Job prospects are healthy for today's science and engineering students. According to U.S. Bureau of Labor Statistics projections, students can expect scientific and engineering opportunities to continue to grow more rapidly than jobs in general (26% vs. 15% overall) through 2012.
But fewer students are entering these fields, and their skills are lacking. U.S. graduation rates for engineering students declined by 23% between 1985 and 2000, and today, Europe and Asia graduate three to five times as many engineers as the United States. The problem of fewer engineering students is compounded by poor performance in science, technology, engineering and math. Although more pupils took Advanced Placement exams in 2004, scores reported by the College Board show that performance mostly dropped -- sometimes dramatically -- compared to students who earned passing scores a decade ago.
Americans also continue to hold engineering in fairly low regard among a range of occupations. Harris polls show just a third of respondents consider engineering a prestigious occupation, a figure that has changed little or for the worse since 1977.
If the nation is unable to recruit and inspire the next generation of engineers, the future looks dim. The National Academy of Sciences frames the prospect in stark terms: "Without high-quality, knowledge-intensive jobs and innovative enterprises that lead to discovery and new technology, the nation's economy will suffer and citizens will face a lower standard of living."

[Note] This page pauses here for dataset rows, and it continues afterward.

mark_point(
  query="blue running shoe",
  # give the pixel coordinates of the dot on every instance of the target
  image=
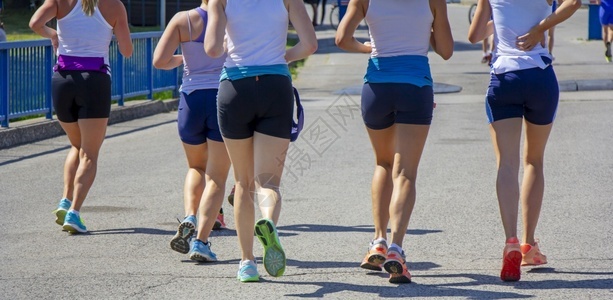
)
(60, 212)
(248, 271)
(202, 251)
(73, 223)
(274, 256)
(180, 242)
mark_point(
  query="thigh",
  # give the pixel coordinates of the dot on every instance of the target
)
(94, 95)
(236, 108)
(275, 102)
(269, 154)
(414, 104)
(377, 107)
(210, 112)
(64, 97)
(504, 98)
(541, 95)
(191, 118)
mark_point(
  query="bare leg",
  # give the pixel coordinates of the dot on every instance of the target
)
(551, 39)
(533, 183)
(506, 135)
(72, 159)
(194, 179)
(381, 185)
(323, 11)
(92, 136)
(217, 169)
(241, 156)
(269, 153)
(410, 141)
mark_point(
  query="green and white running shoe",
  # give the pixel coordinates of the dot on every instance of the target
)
(274, 256)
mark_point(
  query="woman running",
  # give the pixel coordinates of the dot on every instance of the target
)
(206, 154)
(81, 88)
(255, 107)
(397, 105)
(523, 90)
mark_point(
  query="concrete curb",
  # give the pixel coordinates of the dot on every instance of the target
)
(43, 129)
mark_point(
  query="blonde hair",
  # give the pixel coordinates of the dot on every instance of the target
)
(89, 6)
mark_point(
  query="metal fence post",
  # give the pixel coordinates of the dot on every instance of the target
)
(48, 75)
(121, 77)
(150, 67)
(4, 86)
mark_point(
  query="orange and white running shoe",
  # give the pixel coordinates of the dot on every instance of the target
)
(396, 265)
(511, 260)
(532, 256)
(376, 255)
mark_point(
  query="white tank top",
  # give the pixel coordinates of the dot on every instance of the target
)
(84, 36)
(256, 32)
(514, 18)
(399, 27)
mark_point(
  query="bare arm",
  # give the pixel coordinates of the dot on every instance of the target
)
(441, 38)
(44, 14)
(307, 43)
(215, 29)
(122, 31)
(164, 56)
(536, 35)
(481, 27)
(356, 11)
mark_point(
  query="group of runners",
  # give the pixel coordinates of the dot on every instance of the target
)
(237, 105)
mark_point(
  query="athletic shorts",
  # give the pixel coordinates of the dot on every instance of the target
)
(261, 103)
(81, 95)
(605, 16)
(532, 94)
(384, 104)
(197, 117)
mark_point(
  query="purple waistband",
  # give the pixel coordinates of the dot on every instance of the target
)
(76, 63)
(297, 127)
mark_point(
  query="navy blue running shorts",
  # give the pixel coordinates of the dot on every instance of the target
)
(261, 103)
(197, 117)
(384, 104)
(532, 94)
(81, 95)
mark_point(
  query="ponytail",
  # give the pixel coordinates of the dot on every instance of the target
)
(89, 6)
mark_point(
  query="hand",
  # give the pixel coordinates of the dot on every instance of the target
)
(529, 40)
(54, 42)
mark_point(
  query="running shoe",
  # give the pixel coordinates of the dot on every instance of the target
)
(61, 210)
(376, 255)
(231, 196)
(73, 223)
(511, 261)
(201, 251)
(396, 265)
(248, 271)
(219, 222)
(532, 256)
(180, 242)
(274, 256)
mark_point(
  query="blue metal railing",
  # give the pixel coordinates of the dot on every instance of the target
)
(26, 71)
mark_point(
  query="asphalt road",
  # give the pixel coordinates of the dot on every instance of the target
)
(454, 240)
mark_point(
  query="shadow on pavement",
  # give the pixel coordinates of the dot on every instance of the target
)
(337, 228)
(137, 230)
(405, 290)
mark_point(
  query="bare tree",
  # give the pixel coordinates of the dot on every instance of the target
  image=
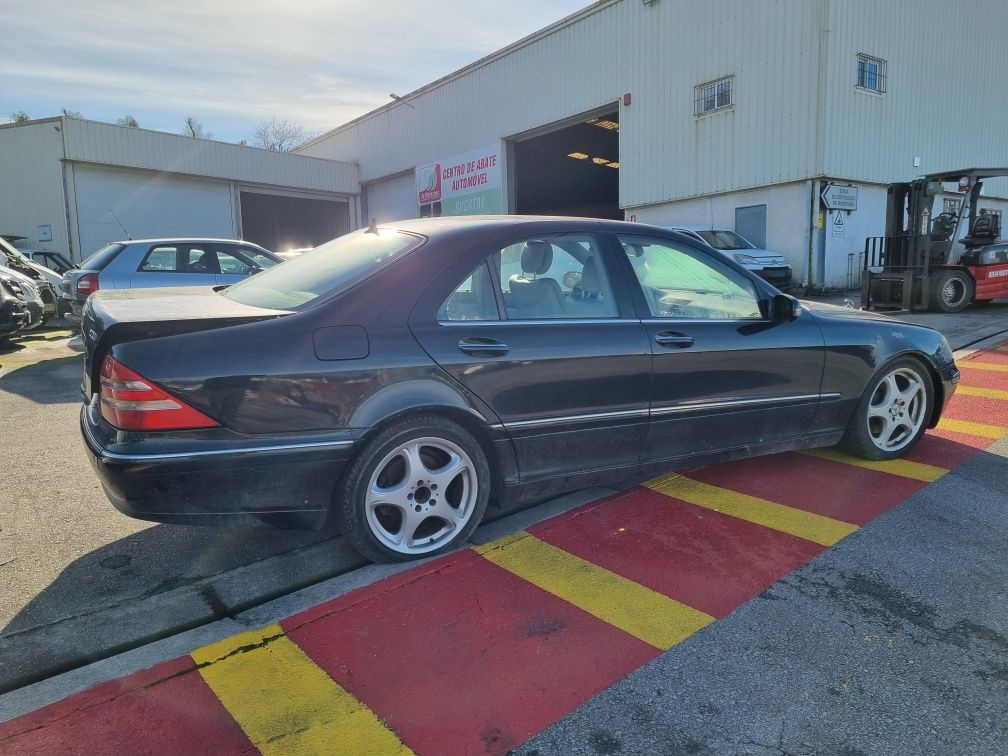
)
(195, 127)
(280, 134)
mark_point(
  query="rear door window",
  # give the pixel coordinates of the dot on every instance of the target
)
(179, 259)
(99, 259)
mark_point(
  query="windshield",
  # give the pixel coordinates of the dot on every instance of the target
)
(725, 240)
(334, 265)
(98, 260)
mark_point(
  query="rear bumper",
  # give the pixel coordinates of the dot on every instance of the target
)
(217, 483)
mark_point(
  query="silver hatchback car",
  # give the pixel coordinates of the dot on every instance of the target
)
(147, 263)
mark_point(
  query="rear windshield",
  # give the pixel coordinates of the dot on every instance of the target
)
(101, 258)
(335, 265)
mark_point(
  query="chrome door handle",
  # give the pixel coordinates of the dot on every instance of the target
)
(673, 339)
(487, 347)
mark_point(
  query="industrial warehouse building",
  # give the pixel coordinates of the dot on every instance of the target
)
(723, 113)
(74, 185)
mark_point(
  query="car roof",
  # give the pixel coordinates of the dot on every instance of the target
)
(184, 239)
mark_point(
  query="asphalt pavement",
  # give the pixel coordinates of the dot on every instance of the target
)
(83, 583)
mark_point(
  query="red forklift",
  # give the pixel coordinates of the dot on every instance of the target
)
(921, 263)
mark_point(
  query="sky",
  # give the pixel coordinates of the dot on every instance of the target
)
(232, 66)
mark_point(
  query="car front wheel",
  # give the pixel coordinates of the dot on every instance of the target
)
(892, 413)
(418, 488)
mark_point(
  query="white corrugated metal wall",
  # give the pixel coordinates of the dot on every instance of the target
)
(103, 143)
(31, 181)
(794, 116)
(946, 98)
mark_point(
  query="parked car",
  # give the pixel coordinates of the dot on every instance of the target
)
(164, 262)
(13, 312)
(40, 277)
(395, 380)
(769, 266)
(54, 261)
(29, 292)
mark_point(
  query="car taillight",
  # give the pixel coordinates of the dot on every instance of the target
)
(87, 284)
(131, 402)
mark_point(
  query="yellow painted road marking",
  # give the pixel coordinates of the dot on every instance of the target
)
(989, 393)
(635, 609)
(972, 428)
(284, 702)
(993, 366)
(808, 525)
(917, 471)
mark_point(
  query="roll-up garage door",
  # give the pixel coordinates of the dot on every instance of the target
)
(392, 199)
(147, 205)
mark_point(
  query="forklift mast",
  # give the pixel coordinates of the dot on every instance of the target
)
(920, 248)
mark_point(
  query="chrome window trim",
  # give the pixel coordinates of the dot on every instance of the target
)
(643, 412)
(542, 321)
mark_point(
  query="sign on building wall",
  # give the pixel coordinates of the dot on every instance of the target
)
(465, 184)
(836, 197)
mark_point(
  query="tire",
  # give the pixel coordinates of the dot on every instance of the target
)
(893, 411)
(416, 489)
(951, 290)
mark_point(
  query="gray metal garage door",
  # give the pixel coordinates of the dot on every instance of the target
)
(392, 199)
(147, 205)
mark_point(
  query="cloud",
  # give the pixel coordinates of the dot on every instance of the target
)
(321, 61)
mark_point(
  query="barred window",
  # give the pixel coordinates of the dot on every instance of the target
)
(713, 96)
(871, 74)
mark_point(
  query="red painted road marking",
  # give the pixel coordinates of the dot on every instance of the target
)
(978, 409)
(466, 657)
(840, 491)
(708, 560)
(167, 709)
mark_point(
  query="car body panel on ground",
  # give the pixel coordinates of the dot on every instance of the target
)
(602, 376)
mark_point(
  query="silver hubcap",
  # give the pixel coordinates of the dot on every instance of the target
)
(420, 496)
(897, 409)
(953, 292)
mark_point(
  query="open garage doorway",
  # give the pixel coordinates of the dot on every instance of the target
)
(570, 170)
(281, 222)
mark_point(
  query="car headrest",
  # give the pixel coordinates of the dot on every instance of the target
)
(536, 257)
(590, 282)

As the space race of the '50s and '60s inspired a new commitment to science in the nation's classrooms and produced a new generation of scientists and engineers, energy woes, global climate change and a host of other recent concerns stand to motivate the millennial generation and spark the next technological revolution, helping address the widening youth engineering gap.
Autodesk and FIRST (For Inspiration and Recognition of Science and Technology), are two organizations helping champion this revolution by inspiring enthusiasm for science and technology to train the next generation of design professionals for the important mission ahead. For 17 years, Autodesk has worked with FIRST to offer accessible, innovative programs to build self-confidence, knowledge, and life skills while motivating young people to pursue opportunities in science, technology, engineering and math.

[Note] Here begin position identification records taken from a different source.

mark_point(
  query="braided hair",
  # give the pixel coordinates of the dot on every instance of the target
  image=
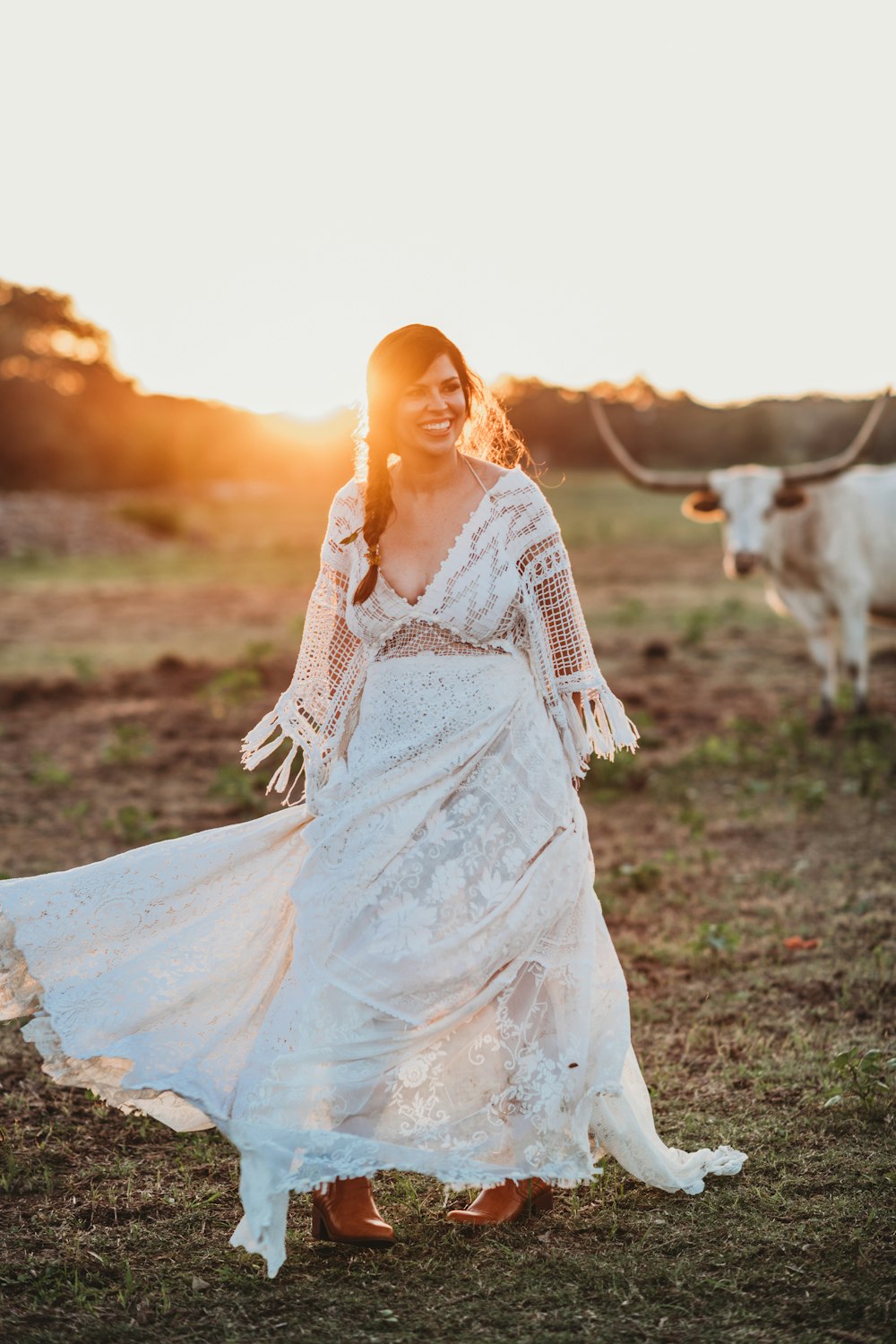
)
(400, 359)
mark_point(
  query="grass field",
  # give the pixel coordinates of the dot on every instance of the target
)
(747, 870)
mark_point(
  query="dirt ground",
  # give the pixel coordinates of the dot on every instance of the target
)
(124, 693)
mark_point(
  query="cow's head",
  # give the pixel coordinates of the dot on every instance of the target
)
(745, 497)
(745, 500)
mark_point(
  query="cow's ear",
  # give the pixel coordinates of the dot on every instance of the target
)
(702, 507)
(790, 496)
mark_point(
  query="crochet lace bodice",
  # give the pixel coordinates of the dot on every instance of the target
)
(505, 585)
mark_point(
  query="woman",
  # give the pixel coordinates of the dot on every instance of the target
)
(409, 969)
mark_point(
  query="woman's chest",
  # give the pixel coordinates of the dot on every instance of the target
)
(473, 591)
(421, 537)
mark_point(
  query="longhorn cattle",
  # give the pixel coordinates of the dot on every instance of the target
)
(823, 535)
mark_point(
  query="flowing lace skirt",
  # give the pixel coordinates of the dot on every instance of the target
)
(410, 973)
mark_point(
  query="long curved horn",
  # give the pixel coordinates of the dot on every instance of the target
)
(676, 481)
(809, 472)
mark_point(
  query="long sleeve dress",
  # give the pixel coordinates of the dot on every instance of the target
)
(409, 967)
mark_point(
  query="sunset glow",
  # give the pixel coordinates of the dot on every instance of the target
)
(247, 199)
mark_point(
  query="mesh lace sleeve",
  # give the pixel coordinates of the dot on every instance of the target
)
(312, 709)
(560, 647)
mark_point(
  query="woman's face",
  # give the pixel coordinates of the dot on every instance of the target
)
(432, 413)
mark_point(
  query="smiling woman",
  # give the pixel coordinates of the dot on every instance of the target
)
(409, 968)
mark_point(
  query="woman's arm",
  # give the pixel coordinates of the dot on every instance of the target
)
(587, 714)
(309, 710)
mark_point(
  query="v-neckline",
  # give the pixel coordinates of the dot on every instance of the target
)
(485, 497)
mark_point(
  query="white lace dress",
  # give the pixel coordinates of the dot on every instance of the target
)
(409, 968)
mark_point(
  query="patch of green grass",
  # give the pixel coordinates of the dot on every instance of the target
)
(132, 825)
(238, 789)
(129, 742)
(47, 773)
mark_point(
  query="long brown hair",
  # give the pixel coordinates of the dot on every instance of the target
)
(398, 362)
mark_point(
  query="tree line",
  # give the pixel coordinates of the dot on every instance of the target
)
(70, 419)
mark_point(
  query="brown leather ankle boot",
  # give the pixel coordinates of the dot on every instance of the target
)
(505, 1203)
(344, 1211)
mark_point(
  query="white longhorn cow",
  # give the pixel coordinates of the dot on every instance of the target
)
(823, 535)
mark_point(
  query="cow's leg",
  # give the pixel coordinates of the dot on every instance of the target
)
(813, 615)
(853, 624)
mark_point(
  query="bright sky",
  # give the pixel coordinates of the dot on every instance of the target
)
(250, 195)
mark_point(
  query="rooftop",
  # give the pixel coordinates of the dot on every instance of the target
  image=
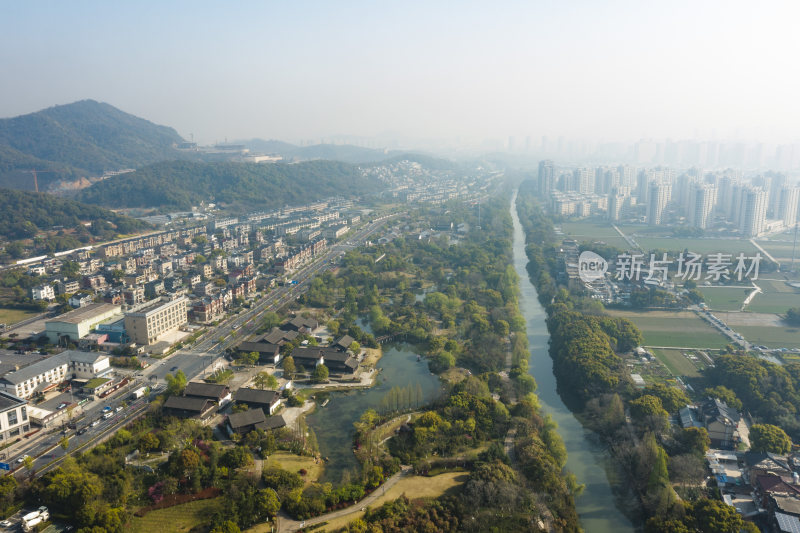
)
(9, 401)
(157, 306)
(188, 403)
(206, 390)
(266, 397)
(45, 365)
(247, 418)
(85, 313)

Founded by renowned inventor Dean Kamen to strengthen the nation's technologically literate workforce, FIRST hosts more than 37,000 students and mentors in the FIRST Robotics Competition -- a unique varsity sport of the mind designed to help high school-aged people discover how interesting and rewarding the life of engineers and designers can be.
The FIRST Robotics Competition challenges teams of high school students and their adult mentors to solve a common problem in a six-week timeframe using a standard kit of parts and a common set of rules. This year, the competition welcomed more than 1,500 student teams from seven countries and every state in the U.S. to compete in 41 regional events. Regional winners advanced to the FIRST Championship held last month at the Georgia Dome in Atlanta, attended by more than 20,000 spectators, including Google co-founder Larry Page.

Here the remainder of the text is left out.